Frequently asked questions
- What is a strangle on LOB?
- A strangle on LOB is the strangle strategy applied to LOB (stock). The strategy is structurally neutral / high-volatility (long premium, OTM): A long strangle buys an OTM call and an OTM put at offset strikes, cheaper than a straddle but requiring a larger underlying move to profit since both wings start out-of-the-money. With LOB stock trading near $36.12, the strikes shown on this page are snapped to the nearest listed LOB chain strike and the premiums come straight from the end-of-day bid/ask midpoint.
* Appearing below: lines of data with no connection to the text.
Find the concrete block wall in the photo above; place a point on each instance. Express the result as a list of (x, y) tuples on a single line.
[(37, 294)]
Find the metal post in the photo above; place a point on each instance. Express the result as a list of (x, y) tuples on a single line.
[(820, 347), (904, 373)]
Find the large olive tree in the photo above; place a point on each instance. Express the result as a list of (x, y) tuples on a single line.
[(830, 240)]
- How are LOB strangle max profit and max loss calculated?
- Upside max profit is unbounded; downside max profit is bounded at the put strike minus the combined debit (reached at zero). Max loss equals the combined debit times 100 (reached anywhere between the two OTM strikes). Two breakevens at call-strike plus debit and put-strike minus debit. For the LOB strangle priced from the end-of-day chain at a 30-day expiry (ATM IV 35.80%), the computed maximum profit is unbounded per contract and the computed maximum loss is unbounded per contract. Live intraday quotes will differ as the chain moves through the trading session.
- What is the breakeven for a LOB strangle?
- The breakeven for the LOB strangle priced on this page is no defined breakeven on the modeled curve at expiration, derived from end-of-day chain premiums. Breakeven is the underlying price at which the strategy's P&L crosses zero ignoring transaction costs and assignment risk. The current LOB market-implied 1-standard-deviation expected move is approximately 10.26%; if the move sits well outside the breakeven distance, the structure's risk-reward becomes correspondingly tighter.
- When should you consider a strangle on LOB?
- Strangles on LOB are the cheaper cousin of the straddle - traders use them when they want a large directional move but are willing to give up the inner-strike sensitivity in exchange for a lower up-front debit on the LOB chain.
- How does current LOB implied volatility affect this strangle?
- LOB ATM IV is at 35.80% with IV rank near 3.16%, which is on the low end of its 1-year range. Premium-buying structures (long call, long put, debit spreads) are relatively cheap in this regime; premium-selling structures collect less credit per unit risk.